Ma continuiamo a osservare attentamente gli andamenti delle condizioni economiche e finanziarie. Come ho avuto modo di dire in occasione dell’ultima riunione del Consiglio Direttivo e anche più recentemente, “non c’è dubbio che, se dovessimo intensificare l’utilizzo dei nostri strumenti per raggiungere il nostro obbiettivo di stabilità dei prezzi, lo faremo”. Ma gli shocks che hanno colpito la nostra economia dal 2008 non hanno avuto natura meramente ciclica, bensì anche strutturale. In questo contesto, la politica monetaria può assicurare la stabilità dei prezzi, ma da sola non può rendere durevolmente prospera un’economia. È quindi essenziale intervenire sia sulla domanda, sia sull’offerta e agire in modo coerente su tutti i fronti, per consolidare l’inversione del ciclo e creare allo stesso tempo le condizioni per una solida e duratura ripresa. Nel mio intervento di oggi vorrei discutere come politiche diverse possono contribuire a raggiungere questo risultato, non agendo sequenzialmente ma simultaneamente nei loro rispettivi ambiti di competenza.

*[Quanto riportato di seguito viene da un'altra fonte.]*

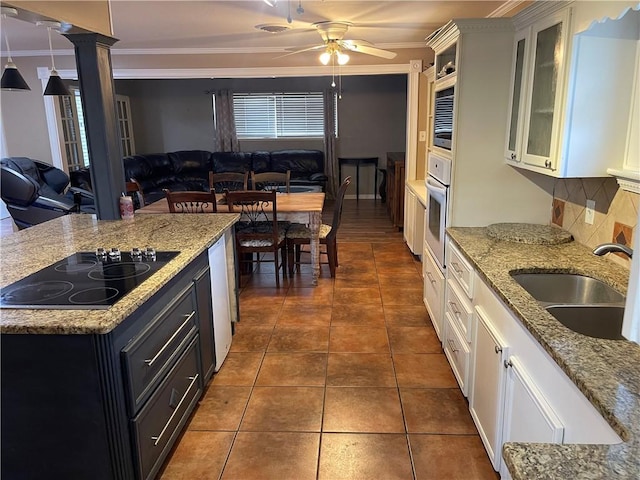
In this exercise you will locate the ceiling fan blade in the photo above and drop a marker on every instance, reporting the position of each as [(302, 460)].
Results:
[(294, 51), (365, 47)]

Una delle caratteristiche di questa crisi è stata la caduta del tasso di crescita potenziale dell’area dell’euro, vale a dire il ritmo a cui l’economia può crescere stabilmente, senza surriscaldarsi e senza quindi generare inflazione. Si stima che esso sia oggi nell’area pari all’1 per cento, a fronte del 2 per cento negli Stati Uniti dove pure la crisi è stata accompagnata da un abbassamento del tasso di crescita potenziale. Ciò significa che anche con una forte ripresa ciclica la crescita si collocherà su un valore abbastanza basso. Per assicurare una ripresa strutturale dobbiamo però elevare non solo la crescita ciclica, di breve periodo, ma anche quella potenziale, di lungo periodo.

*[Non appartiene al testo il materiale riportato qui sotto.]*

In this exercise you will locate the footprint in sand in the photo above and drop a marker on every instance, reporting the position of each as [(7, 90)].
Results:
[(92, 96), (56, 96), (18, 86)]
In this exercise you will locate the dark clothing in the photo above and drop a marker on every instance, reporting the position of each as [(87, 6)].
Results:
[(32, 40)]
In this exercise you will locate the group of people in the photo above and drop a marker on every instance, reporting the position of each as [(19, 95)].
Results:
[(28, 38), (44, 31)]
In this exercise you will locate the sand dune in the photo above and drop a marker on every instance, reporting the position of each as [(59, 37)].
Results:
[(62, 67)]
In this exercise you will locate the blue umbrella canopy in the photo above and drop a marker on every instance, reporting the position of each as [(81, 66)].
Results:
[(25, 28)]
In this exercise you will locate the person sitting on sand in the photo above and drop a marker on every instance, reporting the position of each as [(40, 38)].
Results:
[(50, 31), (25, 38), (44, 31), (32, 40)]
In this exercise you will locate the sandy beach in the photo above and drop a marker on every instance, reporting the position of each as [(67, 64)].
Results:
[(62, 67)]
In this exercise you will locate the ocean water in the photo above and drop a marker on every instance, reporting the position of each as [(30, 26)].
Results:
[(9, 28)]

Nel determinare la crescita potenziale cruciale è il ruolo degli investimenti. Essi accrescono al contempo la domanda di oggi e l’offerta di domani. Nell’area dell’euro, però, la ripresa ha sinora riguardato soprattutto i consumi e in misura minore gli investimenti, che si collocano ancora su valori del 15 per cento inferiori a quelli pre-crisi. Questa debolezza è peraltro comune anche ad altre economie avanzate. Nell’area dell’euro gli investimenti sono frenati soprattutto da tre fattori: la debole dinamica della domanda, l’accumulo di debito, già ingente nel periodo precedente la crisi, la precaria fiducia del settore privato nelle prospettive di crescita delle nostre economie».
Ed aggiunge:«Le nostre misure sono dunque risultate efficaci in due direzioni: hanno ridotto la dispersione nelle condizioni di finanziamento fra i paesi dell’area dell’euro e hanno compresso la dispersione fra differenti categorie di imprenditori.
Tutto ciò ha contribuito non solo a consolidare la ripresa ma anche a renderla più flessibile. L’indebolimento della domanda estera da parte dei paesi emergenti è stato compensato da una maggiore domanda interna all’area dell’euro proveniente soprattutto dalle economie dei paesi ‘non core’. Le nostre misure di politica monetaria, sostenendo la incipiente ripresa, hanno così permesso di attenuare gli effetti negativi dell’indebolimento delle economie dei paesi emergenti sui maggiori paesi esportatori dell’area dell’euro.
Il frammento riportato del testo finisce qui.